Asher reached for me, but I instinctively pulled away. I was already treading a shaky line; if he touched me, it would be over.

My lungs knotted into a messy tangle. I couldn’t be near him. Not right now. I needed…he needed…

Oxygen thinned, making me lightheaded.

“Please leave,” I begged. His response might not have been a plea, but mine was.

Asher remained silent. I could barely see past my veil of tears, but I could feel his anguish.

It seeped through my defenses like acid, eating through resolve and determination to reach the vulnerabilities shielded beneath.

I forced myself to harden against the offense. “Do you remember the favor you owe me? When I agreed to watch the horror movie that first night I slept over at your house?”

Asher’s breaths were heavy and ragged in the otherwise silent studio. “Don’t.”

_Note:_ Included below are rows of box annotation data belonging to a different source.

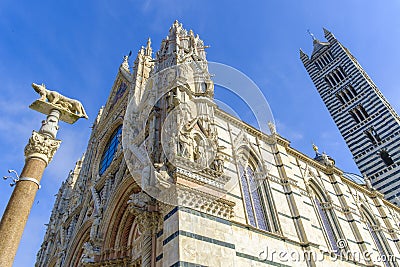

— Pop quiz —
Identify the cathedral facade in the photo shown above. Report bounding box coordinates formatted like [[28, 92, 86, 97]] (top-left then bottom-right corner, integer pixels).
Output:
[[36, 22, 400, 267]]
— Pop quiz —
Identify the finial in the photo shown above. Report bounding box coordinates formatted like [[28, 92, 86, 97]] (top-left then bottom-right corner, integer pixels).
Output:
[[268, 121, 276, 134], [307, 29, 317, 41], [363, 173, 374, 190], [121, 51, 132, 72], [312, 143, 318, 154]]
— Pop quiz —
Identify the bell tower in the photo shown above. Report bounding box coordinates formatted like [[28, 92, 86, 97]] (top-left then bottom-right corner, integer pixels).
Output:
[[300, 29, 400, 205]]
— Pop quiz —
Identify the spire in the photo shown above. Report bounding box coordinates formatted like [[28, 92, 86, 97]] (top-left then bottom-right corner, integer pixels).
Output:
[[307, 30, 330, 57], [145, 37, 153, 57], [300, 48, 309, 62], [121, 51, 132, 72], [307, 29, 318, 42], [313, 143, 320, 156]]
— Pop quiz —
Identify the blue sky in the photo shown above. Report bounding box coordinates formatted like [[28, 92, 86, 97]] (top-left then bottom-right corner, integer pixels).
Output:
[[0, 0, 400, 267]]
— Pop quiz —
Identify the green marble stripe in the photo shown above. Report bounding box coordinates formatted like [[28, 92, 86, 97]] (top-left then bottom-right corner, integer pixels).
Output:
[[236, 252, 290, 267]]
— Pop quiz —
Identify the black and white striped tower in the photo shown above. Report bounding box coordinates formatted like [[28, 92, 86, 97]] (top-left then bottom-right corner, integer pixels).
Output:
[[300, 29, 400, 205]]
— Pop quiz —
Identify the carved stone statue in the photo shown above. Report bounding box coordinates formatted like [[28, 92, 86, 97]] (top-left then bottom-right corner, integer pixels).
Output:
[[154, 163, 171, 189], [32, 83, 88, 119], [213, 146, 226, 173], [179, 118, 197, 160], [81, 242, 100, 263]]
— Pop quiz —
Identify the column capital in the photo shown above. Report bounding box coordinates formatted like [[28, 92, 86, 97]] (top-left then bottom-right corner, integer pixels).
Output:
[[24, 131, 61, 165]]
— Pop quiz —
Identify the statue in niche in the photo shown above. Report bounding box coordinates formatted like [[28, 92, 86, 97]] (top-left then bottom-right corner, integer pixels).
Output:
[[194, 136, 208, 166], [154, 163, 171, 189], [81, 241, 100, 263], [89, 213, 101, 241], [213, 146, 226, 173], [178, 118, 197, 160]]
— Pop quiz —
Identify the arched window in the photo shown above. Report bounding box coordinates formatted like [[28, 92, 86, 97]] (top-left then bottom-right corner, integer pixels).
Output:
[[99, 125, 122, 175], [379, 149, 394, 166], [361, 206, 398, 267], [238, 153, 280, 233], [311, 185, 348, 255], [239, 163, 270, 231]]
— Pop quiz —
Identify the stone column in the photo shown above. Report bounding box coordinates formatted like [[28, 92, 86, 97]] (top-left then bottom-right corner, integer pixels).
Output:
[[0, 110, 61, 267]]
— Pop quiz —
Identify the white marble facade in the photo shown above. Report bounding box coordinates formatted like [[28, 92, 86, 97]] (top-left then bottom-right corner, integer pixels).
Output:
[[36, 22, 400, 267]]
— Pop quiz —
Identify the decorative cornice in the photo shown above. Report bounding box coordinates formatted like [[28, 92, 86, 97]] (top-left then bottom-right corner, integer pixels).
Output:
[[24, 131, 61, 165], [177, 185, 235, 220]]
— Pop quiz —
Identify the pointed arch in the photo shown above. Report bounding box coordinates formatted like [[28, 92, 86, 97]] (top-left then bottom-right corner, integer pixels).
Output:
[[307, 177, 348, 255], [100, 177, 140, 261], [63, 221, 92, 267], [236, 144, 280, 232], [360, 206, 398, 267]]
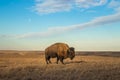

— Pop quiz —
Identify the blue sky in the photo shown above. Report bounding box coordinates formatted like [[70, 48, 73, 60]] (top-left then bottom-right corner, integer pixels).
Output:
[[0, 0, 120, 51]]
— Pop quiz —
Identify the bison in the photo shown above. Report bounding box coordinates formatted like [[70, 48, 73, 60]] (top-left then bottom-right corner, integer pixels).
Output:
[[45, 43, 75, 64]]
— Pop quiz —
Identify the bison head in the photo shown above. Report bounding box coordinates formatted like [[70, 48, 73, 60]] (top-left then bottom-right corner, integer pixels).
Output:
[[68, 47, 75, 60]]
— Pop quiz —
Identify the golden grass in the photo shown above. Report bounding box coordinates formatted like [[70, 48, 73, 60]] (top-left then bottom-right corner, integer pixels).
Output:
[[0, 51, 120, 80]]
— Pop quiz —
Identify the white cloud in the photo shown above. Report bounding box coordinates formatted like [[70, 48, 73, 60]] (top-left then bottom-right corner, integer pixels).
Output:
[[34, 0, 72, 14], [75, 0, 107, 8], [33, 0, 107, 14], [0, 12, 120, 38], [108, 0, 120, 12]]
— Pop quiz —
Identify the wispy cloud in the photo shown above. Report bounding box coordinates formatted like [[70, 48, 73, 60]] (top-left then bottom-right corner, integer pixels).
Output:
[[0, 12, 120, 38], [33, 0, 107, 14], [108, 0, 120, 12]]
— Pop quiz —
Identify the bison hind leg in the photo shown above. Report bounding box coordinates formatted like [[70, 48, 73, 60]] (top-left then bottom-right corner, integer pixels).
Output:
[[45, 56, 51, 64]]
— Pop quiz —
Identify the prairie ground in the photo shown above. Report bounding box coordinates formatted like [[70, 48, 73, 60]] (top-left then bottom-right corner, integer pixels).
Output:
[[0, 52, 120, 80]]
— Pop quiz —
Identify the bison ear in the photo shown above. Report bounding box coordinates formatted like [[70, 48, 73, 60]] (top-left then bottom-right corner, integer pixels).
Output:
[[67, 49, 70, 55]]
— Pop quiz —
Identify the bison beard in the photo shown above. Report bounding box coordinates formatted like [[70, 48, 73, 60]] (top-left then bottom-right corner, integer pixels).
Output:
[[45, 43, 75, 64]]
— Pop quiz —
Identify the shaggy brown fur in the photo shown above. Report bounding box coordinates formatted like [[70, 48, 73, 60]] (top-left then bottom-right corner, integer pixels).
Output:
[[45, 43, 75, 64]]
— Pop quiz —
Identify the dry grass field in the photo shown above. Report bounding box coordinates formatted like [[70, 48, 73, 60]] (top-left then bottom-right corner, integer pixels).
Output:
[[0, 51, 120, 80]]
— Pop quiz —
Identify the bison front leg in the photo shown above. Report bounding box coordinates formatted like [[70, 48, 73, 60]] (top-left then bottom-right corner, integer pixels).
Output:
[[60, 57, 64, 64]]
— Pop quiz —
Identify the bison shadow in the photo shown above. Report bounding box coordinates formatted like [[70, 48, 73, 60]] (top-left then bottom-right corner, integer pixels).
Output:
[[65, 61, 86, 64]]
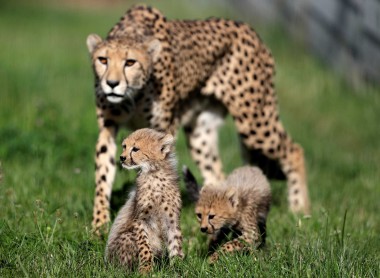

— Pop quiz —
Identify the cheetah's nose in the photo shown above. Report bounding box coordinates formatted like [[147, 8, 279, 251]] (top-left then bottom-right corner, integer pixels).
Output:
[[107, 80, 120, 89]]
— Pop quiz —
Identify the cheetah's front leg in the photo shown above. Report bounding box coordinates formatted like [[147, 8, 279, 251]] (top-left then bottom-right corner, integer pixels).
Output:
[[92, 126, 117, 234]]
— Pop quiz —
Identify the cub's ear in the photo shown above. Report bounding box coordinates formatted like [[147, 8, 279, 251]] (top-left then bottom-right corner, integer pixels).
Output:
[[86, 34, 103, 53], [146, 39, 161, 62], [161, 134, 174, 158], [225, 187, 239, 207]]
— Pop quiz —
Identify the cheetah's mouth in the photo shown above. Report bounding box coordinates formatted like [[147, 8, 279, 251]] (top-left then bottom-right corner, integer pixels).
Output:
[[106, 93, 124, 103]]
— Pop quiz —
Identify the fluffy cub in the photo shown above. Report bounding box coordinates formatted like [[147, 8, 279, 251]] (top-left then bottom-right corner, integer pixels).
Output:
[[184, 166, 271, 263], [106, 128, 184, 273]]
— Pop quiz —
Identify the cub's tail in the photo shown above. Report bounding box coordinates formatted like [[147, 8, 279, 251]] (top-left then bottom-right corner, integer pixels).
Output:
[[182, 165, 200, 203]]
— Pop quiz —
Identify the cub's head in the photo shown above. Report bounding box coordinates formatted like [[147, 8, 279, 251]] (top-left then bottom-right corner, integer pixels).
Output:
[[120, 128, 175, 172], [195, 186, 239, 234], [87, 34, 161, 103]]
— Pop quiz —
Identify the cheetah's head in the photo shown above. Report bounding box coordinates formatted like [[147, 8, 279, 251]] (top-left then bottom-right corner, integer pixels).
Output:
[[195, 186, 239, 234], [120, 128, 176, 173], [87, 34, 161, 103]]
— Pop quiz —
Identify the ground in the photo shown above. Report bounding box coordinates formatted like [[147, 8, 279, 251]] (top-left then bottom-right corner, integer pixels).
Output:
[[0, 1, 380, 277]]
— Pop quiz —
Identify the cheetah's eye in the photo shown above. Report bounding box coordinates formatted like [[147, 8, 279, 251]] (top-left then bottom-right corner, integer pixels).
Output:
[[125, 59, 136, 67], [98, 57, 108, 65]]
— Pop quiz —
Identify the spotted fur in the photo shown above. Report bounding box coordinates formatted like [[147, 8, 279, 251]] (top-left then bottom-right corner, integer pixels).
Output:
[[87, 6, 309, 233], [185, 166, 271, 263], [106, 128, 184, 273]]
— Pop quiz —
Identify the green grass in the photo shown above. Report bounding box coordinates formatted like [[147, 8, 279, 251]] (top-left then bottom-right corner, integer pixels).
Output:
[[0, 1, 380, 277]]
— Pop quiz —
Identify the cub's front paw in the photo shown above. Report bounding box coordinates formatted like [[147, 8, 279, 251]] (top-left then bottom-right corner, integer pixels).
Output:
[[208, 252, 219, 264]]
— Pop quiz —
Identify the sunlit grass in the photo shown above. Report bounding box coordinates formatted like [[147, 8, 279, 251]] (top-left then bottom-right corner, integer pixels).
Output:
[[0, 1, 380, 277]]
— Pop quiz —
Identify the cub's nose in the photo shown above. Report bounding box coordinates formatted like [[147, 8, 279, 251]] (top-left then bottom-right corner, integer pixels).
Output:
[[107, 80, 120, 89]]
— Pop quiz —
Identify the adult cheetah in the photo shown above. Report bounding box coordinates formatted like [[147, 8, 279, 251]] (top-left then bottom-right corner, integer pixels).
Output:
[[87, 5, 309, 233]]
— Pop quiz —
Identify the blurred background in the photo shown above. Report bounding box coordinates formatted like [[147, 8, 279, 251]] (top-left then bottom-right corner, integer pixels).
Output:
[[0, 0, 380, 277]]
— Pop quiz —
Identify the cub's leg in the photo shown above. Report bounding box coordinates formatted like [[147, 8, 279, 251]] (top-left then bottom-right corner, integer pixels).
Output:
[[133, 221, 153, 274], [106, 232, 137, 269], [92, 121, 117, 234], [185, 109, 224, 185], [167, 217, 185, 259], [209, 221, 260, 263]]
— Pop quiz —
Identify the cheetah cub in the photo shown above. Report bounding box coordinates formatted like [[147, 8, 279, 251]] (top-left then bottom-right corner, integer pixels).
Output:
[[106, 128, 184, 273], [184, 166, 271, 263]]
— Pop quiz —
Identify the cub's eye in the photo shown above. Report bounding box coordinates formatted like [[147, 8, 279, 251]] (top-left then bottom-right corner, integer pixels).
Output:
[[98, 57, 108, 65], [125, 59, 136, 67]]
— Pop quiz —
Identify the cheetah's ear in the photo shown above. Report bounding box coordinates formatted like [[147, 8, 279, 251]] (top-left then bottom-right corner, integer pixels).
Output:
[[225, 187, 239, 208], [146, 39, 161, 62], [86, 34, 103, 53], [161, 134, 174, 158]]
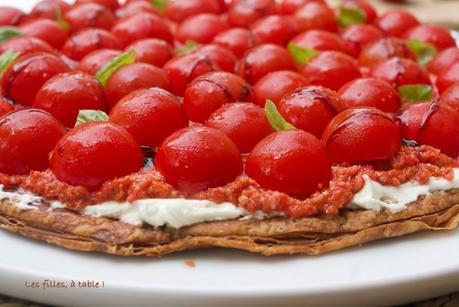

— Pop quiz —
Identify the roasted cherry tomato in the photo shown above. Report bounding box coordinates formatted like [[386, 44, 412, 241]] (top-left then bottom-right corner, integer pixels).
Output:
[[183, 72, 255, 122], [154, 125, 242, 193], [236, 44, 295, 84], [205, 102, 273, 153], [253, 70, 308, 107], [399, 103, 459, 157], [62, 29, 121, 60], [33, 73, 107, 128], [245, 130, 332, 196], [336, 78, 400, 113], [105, 63, 169, 108], [50, 122, 143, 191], [2, 53, 69, 106], [301, 51, 361, 91], [110, 87, 188, 148], [322, 107, 401, 163], [0, 109, 65, 175], [277, 86, 338, 138]]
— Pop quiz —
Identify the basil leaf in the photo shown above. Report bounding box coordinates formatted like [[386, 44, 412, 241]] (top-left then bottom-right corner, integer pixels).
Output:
[[75, 110, 109, 126], [96, 49, 135, 86], [287, 43, 319, 65], [265, 99, 295, 131], [398, 84, 433, 102], [338, 7, 367, 27], [0, 49, 20, 74]]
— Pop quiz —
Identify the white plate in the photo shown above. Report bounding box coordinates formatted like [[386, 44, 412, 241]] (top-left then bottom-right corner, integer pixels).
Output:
[[0, 0, 459, 307]]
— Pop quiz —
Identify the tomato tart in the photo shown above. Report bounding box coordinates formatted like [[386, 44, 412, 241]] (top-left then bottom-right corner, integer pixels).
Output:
[[0, 0, 459, 256]]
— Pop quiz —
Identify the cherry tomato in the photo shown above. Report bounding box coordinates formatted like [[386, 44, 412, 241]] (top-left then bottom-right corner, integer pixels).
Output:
[[76, 49, 121, 76], [399, 103, 459, 157], [105, 63, 169, 108], [110, 87, 188, 148], [301, 51, 361, 91], [375, 9, 419, 36], [62, 28, 121, 60], [33, 73, 107, 128], [370, 58, 431, 87], [278, 86, 338, 138], [246, 130, 332, 196], [337, 78, 400, 113], [183, 72, 255, 122], [235, 44, 295, 84], [163, 53, 218, 96], [0, 109, 65, 175], [322, 107, 401, 163], [154, 125, 242, 193], [50, 122, 143, 191], [2, 53, 69, 106], [253, 70, 308, 107]]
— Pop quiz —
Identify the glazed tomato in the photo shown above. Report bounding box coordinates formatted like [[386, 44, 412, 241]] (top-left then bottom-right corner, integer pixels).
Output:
[[110, 87, 188, 148], [183, 72, 255, 122], [293, 1, 338, 32], [62, 28, 121, 60], [212, 28, 258, 57], [33, 73, 107, 128], [50, 121, 143, 191], [253, 70, 308, 107], [164, 0, 221, 22], [126, 38, 174, 67], [76, 49, 121, 76], [250, 15, 298, 46], [399, 103, 459, 157], [154, 125, 242, 193], [235, 44, 295, 84], [337, 78, 400, 113], [370, 58, 431, 87], [322, 107, 401, 163], [301, 51, 361, 91], [205, 102, 274, 153], [2, 53, 69, 106], [163, 53, 218, 96], [359, 37, 416, 67], [246, 130, 332, 196], [19, 19, 69, 49], [228, 0, 277, 28], [105, 63, 169, 108], [112, 13, 174, 46], [0, 109, 65, 175], [375, 9, 419, 36], [278, 86, 338, 138]]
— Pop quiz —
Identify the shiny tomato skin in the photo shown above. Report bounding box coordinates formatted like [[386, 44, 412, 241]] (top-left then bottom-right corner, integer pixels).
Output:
[[246, 130, 332, 196], [105, 63, 169, 108], [301, 51, 361, 91], [154, 125, 242, 193], [253, 70, 308, 107], [205, 102, 274, 153], [183, 72, 255, 122], [277, 86, 338, 138], [50, 121, 143, 191], [110, 87, 188, 148], [2, 53, 69, 106], [337, 78, 400, 113], [235, 44, 296, 84], [322, 107, 401, 163], [0, 109, 65, 175], [33, 73, 107, 128]]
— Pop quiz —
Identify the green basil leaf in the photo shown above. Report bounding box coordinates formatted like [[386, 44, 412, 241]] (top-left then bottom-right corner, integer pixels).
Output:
[[398, 84, 433, 102], [96, 49, 135, 86], [287, 43, 319, 65], [265, 99, 295, 131], [75, 110, 109, 126]]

“I’m calling it in now.” I hated tainting that night with today’s poison, but I had no choice. “Please go.”

My last sentence was nearly inaudible.

For a second, I thought he wouldn’t leave, but Asher kept his word.

“If you need me,” he said, so softly and rawly I almost didn’t hear him. “I’m here.”

Then he left, taking his warmth and promises with him.

I waited until the sound of his footsteps faded before I sank onto the floor and pulled my knees to my chest. I buried my face in my elbow and finally gave in to my grief.

It gushed up, bitter and acrid, to pour out of my throat in silent, heaving sobs. My shoulders shook, and the tears flowed so endlessly that I was sure I wouldn’t survive this. I couldn’t have that much moisture left. I would simply dry up and wither away into a husk of my former self.

I wasn’t a stranger to pain. I lived with it every day, and some days were worse than others.

But I’d never experienced pain like this—like thousands of metal teeth were gnawing through my ribcage, tearing flesh and bone into shreds. When they reached their bounty—the beating, vulnerable organ responsible for their existence—they feasted on it, mangling it beyond recognition.

Soon, even my sobs hurt, but I could no more stop them than I could stop the agony marching through my chest.

This wasn’t the pain of my muscles rebelling or my body protesting against overexertion. It wasn’t even the despair I fell into after Rafael left. I thought I’d loved him at the time, but what I felt for him was mere infatuation compared to what I felt for Asher.

No. This? This inescapable, indescribable torment?